In fact, everything in this game seems to take a long time to get going. The Internet People have complained loudly that the game doesn’t let you out of tutorial jail for a good 20 to 30 hours. I think this is overblown. It is true that for reasons having to do with the narrative the game does not give you full control over your party and its combat for around the first 20 hours of the game. But I think it’s disingenuous to call this entire sequence the tutorial. It doesn’t take that long for you to get into the main mechanics of the game (walk down hallway, slaughter enemies, level up), so in my view the tutorial ends pretty much as soon as most of the combat system has opened up. Contrast this with Assassin’s Creed, which really didn’t let you stab anyone (which is the entire point of the game) for a good four or five hours. Now that’s a painfully long tutorial.

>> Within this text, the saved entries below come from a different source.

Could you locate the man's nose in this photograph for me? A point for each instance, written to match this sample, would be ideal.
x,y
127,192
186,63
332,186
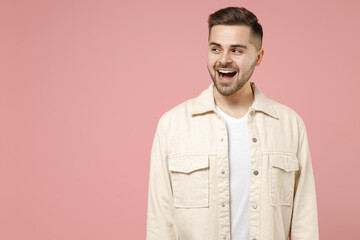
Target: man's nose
x,y
225,58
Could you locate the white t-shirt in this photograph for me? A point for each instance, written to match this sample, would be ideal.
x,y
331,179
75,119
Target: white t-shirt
x,y
239,157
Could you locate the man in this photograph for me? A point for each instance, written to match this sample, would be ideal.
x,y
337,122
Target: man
x,y
231,163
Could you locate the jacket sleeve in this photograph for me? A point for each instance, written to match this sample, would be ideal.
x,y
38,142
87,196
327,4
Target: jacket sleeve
x,y
304,225
160,209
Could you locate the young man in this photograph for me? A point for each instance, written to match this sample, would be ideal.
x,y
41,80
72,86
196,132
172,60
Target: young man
x,y
231,163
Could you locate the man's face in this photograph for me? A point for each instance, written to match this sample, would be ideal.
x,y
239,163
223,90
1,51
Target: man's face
x,y
231,57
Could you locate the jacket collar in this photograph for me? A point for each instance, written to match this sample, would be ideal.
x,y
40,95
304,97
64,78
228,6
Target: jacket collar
x,y
205,102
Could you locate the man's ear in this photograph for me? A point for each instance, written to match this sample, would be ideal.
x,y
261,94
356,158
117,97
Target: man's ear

Another complaint from the nets has been that the game is “overly linear.” I think this is like complaining that shooters have you “shoot too many enemies with guns”. It’s a Final Fantasy game, of course it’s overly linear. That’s what you signed up for. Related to the linearity angst is the widespread complaint that Square got rid of the towns and replaced them with a relatively impersonal shopping interface at the save-points. I agree with this to the extent that the shopping interface is completely opaque and useless (as is the upgrade system for weapons). But it is not clear to me why people seem to have such a deep-seated nostalgia for the towns. Why would you like walking around in a ghost town full of dead people who offer the same three lines of dialog every time you “talk” to them. These idiotic edifices are gone in FF13 and all I have to say is good riddance.

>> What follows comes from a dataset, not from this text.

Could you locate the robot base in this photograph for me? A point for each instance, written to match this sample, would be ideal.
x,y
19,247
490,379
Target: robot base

My complaint about the game is that it leads you down the same old hallway but there is no tasty cheese at the end. The tasty cheese is supposed to be a pretty cut scene that I actually care about. Unfortunately, FF13 has spent all too many hours not generating anything that I actually care about. On the other hand, nothing in the plot has caused me to want to plunge a hot poker through all of my main sensory organs. And that’s more than I can say for a lot of video games. I find it indifferent and easy to ignore while I continue to run down the hall.
But, this indifference only gets you so far, and around the time I started watching The Wire I must have hit my limit. So while I have no real complaints about the game systems, the characters, the combat, or the overall production, it’s not clear to me that I will spend any more energy to get to the end of the hallway without some indication I will eventually get my payoff.
Maybe I’ll get back to it after I get through the rest of The Wire. Or maybe I’ll be able to put it off until it’s Madden Time again. Either way, at least I didn’t waste any more time with Dragon Age. Yes, I went there. That game left a mark.
So wait… You didn’t like dragon age?
When you’re done with The Wire, you could maybe just start on Treme instead..
One of the things I’ve been thinking about since the Ebert Flamewar started last week was the relative issue of ‘bang for the buck’ in stories. Fantasy novels are infamous for dragging things out in never-ending trilogies (I liked how Secondhand Broncos’ villain was the author of something like “all 12 cyborg harpy trilogies”), and in RPG’s, the count of hours you can burn on it is used as a loose approximation of quality. However, the FF games are well-known for the obnoxious padding this involves in optional sidequests – fulfilling the chocobo breeding quest in FF7 was truly a sign of either dedication or monomania.
I do place a premium on my increasingly scarce leisure time, and I’m finding with games that the dragged out period to get to a conclusion is increasingly wearing on my nerves. I do want some closure after a ‘seemly’ period of time, and I don’t want to play the damn game like it’s some kind of professional training. Length has to be considered, and additional length does not necessarily make the game *good*, it just makes it *longer* and after a while I reach my limit for how *long* I’m willing to dedicate to something.
I think… that this is what happened to me.